In Robin (vol. 2) #121, she becomes acquainted with Tim Drake and later develops feelings for him, but any further development of a relationship with Tim is hindered by her father, Henry’s, involvement in the mob. Darla is later killed in a conflict; this results with her father traveling the world with her corpse in the hopes of reviving her. Darla’s father encounters Johnny Warlock, who uses Henry’s lifeforce to resurrect Darla as the Warlock’s Daughter. She later returns to Gotham City in search of Tim Drake.

The Warlock’s Daughter plays a minor role in the DC Universe. Although she is an anti-hero who encounters Robin, she has yet to determine who and what she will fight for. However, because of her involvement with Shadowpact, she has been an asset to the superhero affiliation.

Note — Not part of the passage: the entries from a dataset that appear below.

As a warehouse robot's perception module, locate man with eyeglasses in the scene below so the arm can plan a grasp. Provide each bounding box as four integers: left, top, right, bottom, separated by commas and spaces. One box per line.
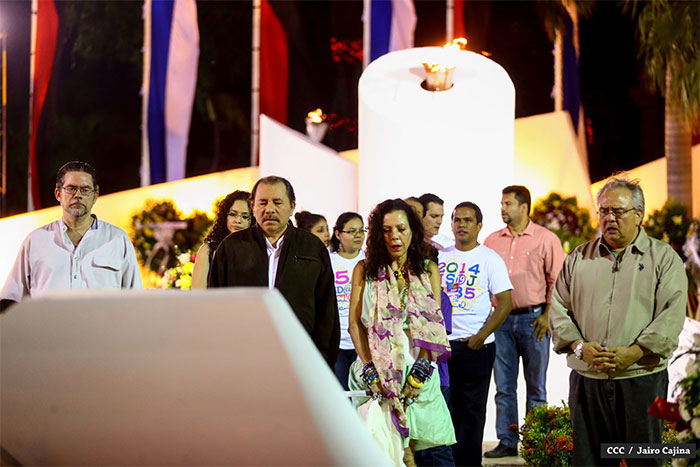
0, 161, 141, 310
549, 177, 688, 465
208, 175, 340, 368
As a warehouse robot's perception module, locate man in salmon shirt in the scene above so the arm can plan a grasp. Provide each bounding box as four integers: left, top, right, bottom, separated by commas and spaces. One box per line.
484, 185, 564, 458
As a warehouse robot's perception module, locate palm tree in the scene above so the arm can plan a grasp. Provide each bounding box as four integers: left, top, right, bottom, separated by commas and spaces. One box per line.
625, 0, 700, 212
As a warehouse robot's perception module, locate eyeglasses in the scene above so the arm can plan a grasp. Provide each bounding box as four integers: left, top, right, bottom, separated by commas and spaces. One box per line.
598, 208, 634, 219
341, 228, 367, 237
60, 185, 95, 196
228, 212, 251, 221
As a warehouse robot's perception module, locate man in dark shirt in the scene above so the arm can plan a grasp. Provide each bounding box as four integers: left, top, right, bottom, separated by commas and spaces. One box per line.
209, 176, 340, 367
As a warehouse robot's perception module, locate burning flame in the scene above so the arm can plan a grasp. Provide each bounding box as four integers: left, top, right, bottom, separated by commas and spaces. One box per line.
306, 109, 326, 123
442, 37, 467, 50
423, 63, 454, 73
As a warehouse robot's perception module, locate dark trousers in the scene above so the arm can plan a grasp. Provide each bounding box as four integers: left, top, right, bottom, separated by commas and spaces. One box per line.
333, 349, 357, 391
447, 341, 496, 465
414, 386, 455, 467
569, 370, 668, 466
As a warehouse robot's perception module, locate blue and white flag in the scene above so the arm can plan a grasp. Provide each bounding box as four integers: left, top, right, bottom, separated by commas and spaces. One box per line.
364, 0, 416, 66
141, 0, 199, 186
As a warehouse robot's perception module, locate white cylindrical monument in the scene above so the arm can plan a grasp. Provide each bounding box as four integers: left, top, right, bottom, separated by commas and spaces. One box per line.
358, 47, 515, 240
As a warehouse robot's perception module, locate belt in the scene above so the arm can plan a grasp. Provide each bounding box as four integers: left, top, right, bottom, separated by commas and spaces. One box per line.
510, 303, 547, 315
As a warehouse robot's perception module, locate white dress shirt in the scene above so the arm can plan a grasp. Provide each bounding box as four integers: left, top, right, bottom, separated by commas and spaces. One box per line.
0, 214, 141, 302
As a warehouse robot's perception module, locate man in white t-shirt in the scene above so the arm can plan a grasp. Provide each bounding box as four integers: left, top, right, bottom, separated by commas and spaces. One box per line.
438, 201, 513, 465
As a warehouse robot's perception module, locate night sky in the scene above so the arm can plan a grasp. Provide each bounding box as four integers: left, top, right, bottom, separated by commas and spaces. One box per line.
0, 0, 663, 218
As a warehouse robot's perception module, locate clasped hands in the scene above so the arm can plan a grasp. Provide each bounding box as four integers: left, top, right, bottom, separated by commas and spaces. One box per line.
581, 342, 644, 373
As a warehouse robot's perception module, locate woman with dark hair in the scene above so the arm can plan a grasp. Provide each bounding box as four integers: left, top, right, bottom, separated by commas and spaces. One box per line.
192, 190, 254, 289
330, 212, 366, 391
349, 199, 455, 465
294, 211, 331, 247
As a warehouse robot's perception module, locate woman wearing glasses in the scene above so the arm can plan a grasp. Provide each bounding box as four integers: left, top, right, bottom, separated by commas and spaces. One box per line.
349, 199, 455, 466
294, 211, 331, 248
192, 190, 253, 289
330, 212, 366, 391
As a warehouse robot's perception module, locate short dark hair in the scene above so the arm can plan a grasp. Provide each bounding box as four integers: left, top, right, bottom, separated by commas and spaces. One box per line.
418, 193, 445, 217
502, 185, 532, 215
204, 190, 255, 250
56, 161, 97, 189
250, 175, 297, 204
294, 211, 326, 232
452, 201, 484, 224
330, 211, 364, 251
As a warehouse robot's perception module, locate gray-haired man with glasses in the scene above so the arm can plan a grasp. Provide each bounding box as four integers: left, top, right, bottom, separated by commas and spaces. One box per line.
0, 161, 141, 310
549, 178, 688, 465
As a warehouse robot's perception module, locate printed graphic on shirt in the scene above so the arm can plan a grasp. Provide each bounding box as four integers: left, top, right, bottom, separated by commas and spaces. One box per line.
438, 258, 488, 315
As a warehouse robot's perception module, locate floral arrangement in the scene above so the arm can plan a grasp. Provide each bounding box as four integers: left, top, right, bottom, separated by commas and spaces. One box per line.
673, 334, 700, 466
510, 403, 574, 466
160, 252, 196, 290
130, 200, 212, 274
644, 198, 692, 253
531, 193, 595, 253
510, 404, 684, 467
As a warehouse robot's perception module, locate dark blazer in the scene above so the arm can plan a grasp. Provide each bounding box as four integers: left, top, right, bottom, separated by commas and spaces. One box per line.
209, 222, 340, 367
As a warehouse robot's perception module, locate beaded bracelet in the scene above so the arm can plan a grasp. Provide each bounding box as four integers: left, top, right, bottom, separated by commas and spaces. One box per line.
411, 358, 433, 383
406, 374, 425, 389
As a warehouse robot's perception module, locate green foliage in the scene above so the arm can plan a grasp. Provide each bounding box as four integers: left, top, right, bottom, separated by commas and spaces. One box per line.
644, 198, 692, 249
531, 193, 595, 253
131, 200, 212, 273
514, 401, 574, 466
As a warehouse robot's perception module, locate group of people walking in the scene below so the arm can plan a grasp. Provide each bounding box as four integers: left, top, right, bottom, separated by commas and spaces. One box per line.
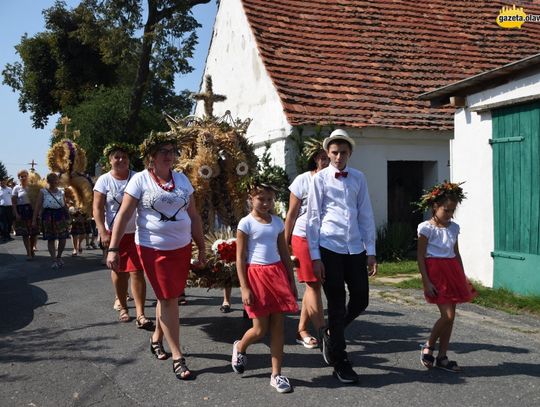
0, 170, 97, 269
3, 129, 475, 393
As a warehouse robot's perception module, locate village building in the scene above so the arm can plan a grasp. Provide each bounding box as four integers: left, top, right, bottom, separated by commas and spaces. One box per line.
196, 0, 540, 236
422, 54, 540, 295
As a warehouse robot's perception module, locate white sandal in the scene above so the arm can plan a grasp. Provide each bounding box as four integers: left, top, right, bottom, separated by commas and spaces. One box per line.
296, 332, 319, 349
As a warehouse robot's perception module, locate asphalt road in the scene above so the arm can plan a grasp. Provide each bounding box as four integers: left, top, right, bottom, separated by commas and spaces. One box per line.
0, 240, 540, 407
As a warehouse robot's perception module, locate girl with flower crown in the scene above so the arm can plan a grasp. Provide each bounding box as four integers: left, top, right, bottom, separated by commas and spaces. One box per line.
417, 181, 476, 372
107, 133, 206, 380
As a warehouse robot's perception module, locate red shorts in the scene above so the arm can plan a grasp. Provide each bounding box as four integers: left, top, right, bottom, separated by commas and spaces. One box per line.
244, 262, 298, 318
116, 233, 142, 273
291, 235, 317, 283
137, 243, 191, 300
424, 257, 477, 304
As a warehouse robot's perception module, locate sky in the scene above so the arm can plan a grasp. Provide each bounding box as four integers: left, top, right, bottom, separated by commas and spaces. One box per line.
0, 0, 217, 178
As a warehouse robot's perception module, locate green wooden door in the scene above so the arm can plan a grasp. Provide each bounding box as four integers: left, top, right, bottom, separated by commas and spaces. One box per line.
494, 102, 540, 295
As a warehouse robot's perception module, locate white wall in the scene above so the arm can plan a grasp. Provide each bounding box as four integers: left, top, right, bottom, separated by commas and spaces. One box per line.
195, 0, 452, 231
450, 109, 493, 287
334, 128, 452, 225
195, 0, 292, 166
456, 69, 540, 287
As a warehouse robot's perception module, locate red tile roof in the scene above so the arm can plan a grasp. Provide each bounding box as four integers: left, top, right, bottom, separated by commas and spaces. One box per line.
241, 0, 540, 130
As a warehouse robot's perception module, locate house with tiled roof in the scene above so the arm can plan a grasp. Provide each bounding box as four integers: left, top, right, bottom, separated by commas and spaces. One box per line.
196, 0, 540, 231
421, 53, 540, 295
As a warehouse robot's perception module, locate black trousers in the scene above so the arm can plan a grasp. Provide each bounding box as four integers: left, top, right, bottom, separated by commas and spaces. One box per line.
320, 247, 369, 360
0, 206, 13, 239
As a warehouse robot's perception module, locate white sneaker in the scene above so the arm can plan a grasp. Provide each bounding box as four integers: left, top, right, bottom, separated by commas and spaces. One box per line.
270, 374, 292, 393
231, 341, 247, 374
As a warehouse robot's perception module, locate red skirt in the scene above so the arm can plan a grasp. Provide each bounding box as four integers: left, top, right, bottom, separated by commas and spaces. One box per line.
291, 235, 317, 283
424, 257, 477, 304
137, 243, 191, 300
244, 262, 298, 318
116, 233, 143, 273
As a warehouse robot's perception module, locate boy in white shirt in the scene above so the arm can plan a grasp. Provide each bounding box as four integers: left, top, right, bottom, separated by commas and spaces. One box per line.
306, 129, 377, 383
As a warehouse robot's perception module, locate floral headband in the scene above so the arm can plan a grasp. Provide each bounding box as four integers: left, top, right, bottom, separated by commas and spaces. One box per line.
416, 180, 465, 212
103, 141, 138, 158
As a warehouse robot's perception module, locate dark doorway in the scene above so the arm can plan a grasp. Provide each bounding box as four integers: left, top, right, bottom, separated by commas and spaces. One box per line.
388, 161, 424, 233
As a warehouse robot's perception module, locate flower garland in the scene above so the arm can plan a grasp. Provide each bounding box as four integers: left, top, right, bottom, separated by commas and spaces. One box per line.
139, 131, 178, 158
415, 180, 466, 212
187, 228, 240, 289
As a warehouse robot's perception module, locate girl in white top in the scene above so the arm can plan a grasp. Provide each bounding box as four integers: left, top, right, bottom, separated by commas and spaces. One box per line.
417, 181, 476, 372
11, 170, 39, 260
107, 137, 206, 380
93, 143, 150, 330
231, 183, 298, 393
285, 146, 330, 349
32, 173, 69, 269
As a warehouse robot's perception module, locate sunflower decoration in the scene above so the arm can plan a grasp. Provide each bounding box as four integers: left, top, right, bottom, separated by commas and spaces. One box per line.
47, 139, 86, 174
100, 141, 139, 171
168, 116, 257, 231
47, 139, 94, 216
415, 180, 466, 212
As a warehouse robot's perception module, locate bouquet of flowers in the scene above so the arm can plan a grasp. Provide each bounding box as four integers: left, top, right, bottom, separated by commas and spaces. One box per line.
187, 228, 240, 289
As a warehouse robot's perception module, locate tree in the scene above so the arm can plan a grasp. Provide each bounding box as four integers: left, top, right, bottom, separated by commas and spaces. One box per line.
2, 0, 210, 169
0, 161, 8, 179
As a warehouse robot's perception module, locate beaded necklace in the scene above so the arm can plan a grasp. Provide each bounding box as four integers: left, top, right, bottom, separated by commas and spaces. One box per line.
149, 170, 175, 192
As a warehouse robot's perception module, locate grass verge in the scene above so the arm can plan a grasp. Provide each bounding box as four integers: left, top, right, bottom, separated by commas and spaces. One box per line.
377, 260, 540, 317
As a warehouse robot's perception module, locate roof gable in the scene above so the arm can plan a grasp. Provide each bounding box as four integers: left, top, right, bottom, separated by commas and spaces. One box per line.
242, 0, 540, 130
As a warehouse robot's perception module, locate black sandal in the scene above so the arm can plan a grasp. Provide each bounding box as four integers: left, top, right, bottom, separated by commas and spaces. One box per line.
420, 343, 435, 369
219, 304, 232, 314
150, 338, 169, 360
173, 358, 193, 380
135, 314, 154, 331
435, 356, 461, 373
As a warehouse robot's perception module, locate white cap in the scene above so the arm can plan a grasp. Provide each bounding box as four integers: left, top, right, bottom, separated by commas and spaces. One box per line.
323, 129, 354, 151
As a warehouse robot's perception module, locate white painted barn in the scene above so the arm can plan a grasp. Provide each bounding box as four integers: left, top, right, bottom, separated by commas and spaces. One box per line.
196, 0, 540, 233
422, 54, 540, 295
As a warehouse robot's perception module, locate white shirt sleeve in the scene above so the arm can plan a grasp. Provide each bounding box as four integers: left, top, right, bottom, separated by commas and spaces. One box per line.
306, 175, 324, 260
358, 175, 377, 256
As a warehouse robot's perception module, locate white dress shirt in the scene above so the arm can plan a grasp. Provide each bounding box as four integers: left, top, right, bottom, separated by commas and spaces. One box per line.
306, 165, 376, 260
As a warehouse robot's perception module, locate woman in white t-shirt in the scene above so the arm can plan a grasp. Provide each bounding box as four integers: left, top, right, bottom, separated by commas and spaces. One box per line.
32, 172, 69, 269
107, 133, 206, 380
93, 143, 154, 330
285, 145, 330, 349
11, 170, 39, 260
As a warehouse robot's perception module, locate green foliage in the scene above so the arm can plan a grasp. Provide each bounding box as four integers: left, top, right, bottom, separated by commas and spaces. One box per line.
289, 124, 334, 174
377, 262, 418, 277
2, 0, 206, 134
0, 161, 8, 179
473, 282, 540, 315
2, 2, 120, 128
58, 87, 180, 174
376, 222, 415, 261
249, 143, 289, 207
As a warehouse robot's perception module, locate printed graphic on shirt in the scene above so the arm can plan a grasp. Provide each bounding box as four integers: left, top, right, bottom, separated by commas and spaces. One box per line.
141, 187, 189, 222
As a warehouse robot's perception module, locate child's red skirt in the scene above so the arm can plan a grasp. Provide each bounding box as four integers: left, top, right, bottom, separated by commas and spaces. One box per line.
425, 257, 477, 304
137, 243, 191, 300
244, 262, 298, 318
116, 233, 143, 273
291, 235, 317, 283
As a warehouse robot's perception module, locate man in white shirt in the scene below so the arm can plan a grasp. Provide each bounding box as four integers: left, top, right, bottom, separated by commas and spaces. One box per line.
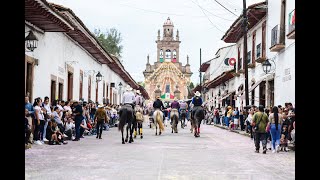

Fictional character biography
Darla Aquista is the daughter of a Gotham Mafia boss, Henry Aquista, and disapproves of his criminal background. She first appeared as Tim Drake was trying to get out of school on his first day as a junior at Louis E. Grieve Memorial High School. Since her jock friends intimidate Tim's only friend at the school, Bernard, he walks up to them and offers for them to beat him up so that his friend can get a free chance to talk to her. Tim wins the kids over as friends, they go to get something to eat, and when Bernard takes his chance to talk to Darla, she shows interest in Tim.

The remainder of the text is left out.